To introduce process and sensor noise, consider the 2-dimensional system
\begin{align}
\dot{x} &= \left(
\begin{array}{cc}
0 & 1 \\
0 & 0
\end{array}
\right) x + \left(
\begin{array}{c}
0 \\
1
\end{array}
\right) u + \xi \label{eq:dintegdyn}\\
y &= \left(
\begin{array}{cc}
1 & 0
\end{array}
\right) x + \eta \label{eq:dintegobs},
\end{align}
where \( \xi \) and \( \eta \) are either bounded disturbances (nondeterministic) or
stochastic processes. Equivalence with \eqref{eq:minteg} in the case of
\( n=1, m=2 \) and \( \xi=\eta=0 \) is apparent using \( x_1 = q \) and \( x_2 = \dot{q} \). For \( n
> 1 \), the matrices in \eqref{eq:dintegdyn} and \eqref{eq:dintegobs} can be
repeated in block diagonal form to yield a new linear time-invariant system of
dimension \( 2n \) and which is again equivalent to \eqref{eq:minteg} for \( m=2 \).
Specifications
Task specifications will require visitation of regions while avoiding obstacles.
These can be regarded as a slight extension beyond classical motion planning.

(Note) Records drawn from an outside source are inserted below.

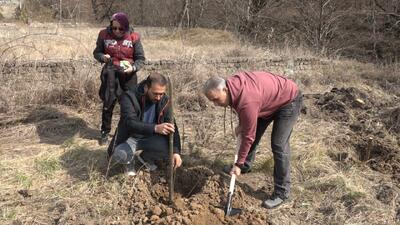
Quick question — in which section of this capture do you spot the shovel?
[224,137,242,216]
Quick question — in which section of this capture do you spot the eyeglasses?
[111,27,124,31]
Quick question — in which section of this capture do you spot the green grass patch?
[15,173,32,189]
[254,157,274,174]
[304,176,346,192]
[61,137,75,149]
[0,207,17,220]
[35,157,61,178]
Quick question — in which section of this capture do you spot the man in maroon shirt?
[203,71,303,208]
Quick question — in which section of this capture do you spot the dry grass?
[0,25,400,224]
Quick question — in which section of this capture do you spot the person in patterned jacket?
[93,12,145,145]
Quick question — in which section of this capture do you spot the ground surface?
[0,23,400,224]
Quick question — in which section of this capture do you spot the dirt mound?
[314,87,400,185]
[72,166,267,225]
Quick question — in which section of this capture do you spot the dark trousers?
[101,68,137,133]
[137,134,169,161]
[244,93,303,197]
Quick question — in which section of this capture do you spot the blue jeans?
[244,92,303,198]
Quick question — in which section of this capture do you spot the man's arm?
[236,104,259,165]
[132,39,146,72]
[93,31,105,63]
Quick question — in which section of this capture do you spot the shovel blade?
[224,192,242,216]
[225,208,242,216]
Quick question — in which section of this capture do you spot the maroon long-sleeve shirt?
[227,71,299,164]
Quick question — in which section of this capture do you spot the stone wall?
[0,0,20,19]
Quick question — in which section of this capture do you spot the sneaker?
[261,193,287,209]
[125,161,136,177]
[99,131,108,145]
[222,165,251,174]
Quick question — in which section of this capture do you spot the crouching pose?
[108,73,182,175]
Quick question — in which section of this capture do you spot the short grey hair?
[203,77,226,95]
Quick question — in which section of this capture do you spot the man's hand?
[174,153,182,169]
[120,60,136,74]
[103,54,111,63]
[154,123,175,135]
[235,125,240,137]
[230,165,241,176]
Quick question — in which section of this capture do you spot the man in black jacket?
[108,73,182,175]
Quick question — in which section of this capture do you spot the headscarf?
[111,12,129,32]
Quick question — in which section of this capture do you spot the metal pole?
[168,77,175,204]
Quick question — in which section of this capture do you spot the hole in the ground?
[175,167,213,198]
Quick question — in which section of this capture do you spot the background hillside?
[0,1,400,225]
[0,0,400,63]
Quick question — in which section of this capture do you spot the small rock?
[152,206,162,216]
[150,215,160,222]
[18,189,32,198]
[182,217,192,225]
[190,202,203,209]
[137,202,144,209]
[165,208,174,216]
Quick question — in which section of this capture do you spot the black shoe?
[261,193,288,209]
[99,131,108,145]
[222,165,251,174]
[125,161,136,177]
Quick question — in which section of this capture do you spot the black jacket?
[108,81,181,155]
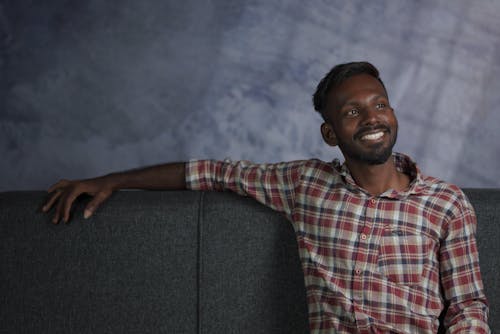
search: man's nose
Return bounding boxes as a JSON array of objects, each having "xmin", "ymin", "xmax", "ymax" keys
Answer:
[{"xmin": 362, "ymin": 106, "xmax": 380, "ymax": 124}]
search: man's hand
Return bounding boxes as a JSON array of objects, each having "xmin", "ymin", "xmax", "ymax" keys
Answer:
[
  {"xmin": 42, "ymin": 162, "xmax": 186, "ymax": 224},
  {"xmin": 42, "ymin": 177, "xmax": 114, "ymax": 224}
]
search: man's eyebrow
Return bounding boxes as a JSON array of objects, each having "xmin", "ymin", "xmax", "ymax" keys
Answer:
[{"xmin": 342, "ymin": 94, "xmax": 388, "ymax": 107}]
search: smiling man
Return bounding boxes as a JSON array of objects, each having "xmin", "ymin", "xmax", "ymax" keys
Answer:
[{"xmin": 44, "ymin": 62, "xmax": 490, "ymax": 333}]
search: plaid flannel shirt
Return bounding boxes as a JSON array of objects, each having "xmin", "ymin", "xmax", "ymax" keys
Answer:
[{"xmin": 186, "ymin": 154, "xmax": 489, "ymax": 333}]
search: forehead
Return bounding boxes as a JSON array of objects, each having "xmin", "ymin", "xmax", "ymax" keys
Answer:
[{"xmin": 328, "ymin": 74, "xmax": 387, "ymax": 110}]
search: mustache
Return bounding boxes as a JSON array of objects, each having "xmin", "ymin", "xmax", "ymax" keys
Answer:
[{"xmin": 354, "ymin": 124, "xmax": 391, "ymax": 139}]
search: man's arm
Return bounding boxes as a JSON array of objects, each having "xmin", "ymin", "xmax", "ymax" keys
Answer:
[
  {"xmin": 440, "ymin": 194, "xmax": 490, "ymax": 333},
  {"xmin": 42, "ymin": 162, "xmax": 186, "ymax": 224}
]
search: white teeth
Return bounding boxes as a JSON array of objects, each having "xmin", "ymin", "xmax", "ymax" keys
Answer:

There are two forms of specifications:
\begin{equation}\label{eq:dinteg-surveillance}
q(0) = \mathrm{init} \wedge \Galways \left( q(t) \notin \mathrm{Obs} \right) \wedge \bigwedge_{i} \Galways
\Feventually \mathrm{goal}_i
\end{equation}
and
\begin{equation}\label{eq:dinteg-timedreach}
q(0) = \mathrm{init} \wedge \Galways \left( q(t) \notin \mathrm{Obs} \right) \wedge \bigwedge_{i} \left(
\mathrm{counter}_i \leq T_{i} \right) \Uuntil \mathrm{goal}_i ,
\end{equation}
where \( \mathrm{Obs} \subset \mathbb{R}^n \) is the obstacle set, which is
represented by a finite union of polytopes. For each \( i \), \( \mathrm{counter}_i \)
is a discrete clock that enforces the real-time deadline \( T_i \) of reaching
region \( \mathrm{goal}_i \). Goal region \( \mathrm{goal}_i \) is defined by a convex
polytope. The initial position is a single point, \( \mathrm{init}\in
\mathbb{R}^n \). As part of the specification form \eqref{eq:dinteg-timedreach},
a time of initialization and rate of progression of the discrete counters is
specified. These are significant because they determine in what order and how
quickly the goal regions must be reached.
Approach
The solution used a traveling-salesman optimization to order goals, potential fields attracting
to
goals & repelling from obstacles, random walk to
avoid unfortunately generated polytopes and logic to indicate unsolvable scenarios. A
futher implementation was done by creating a bisimulation of the higher-order system with
a
lower-order system (which while less accurate will make finding a solution simpler.)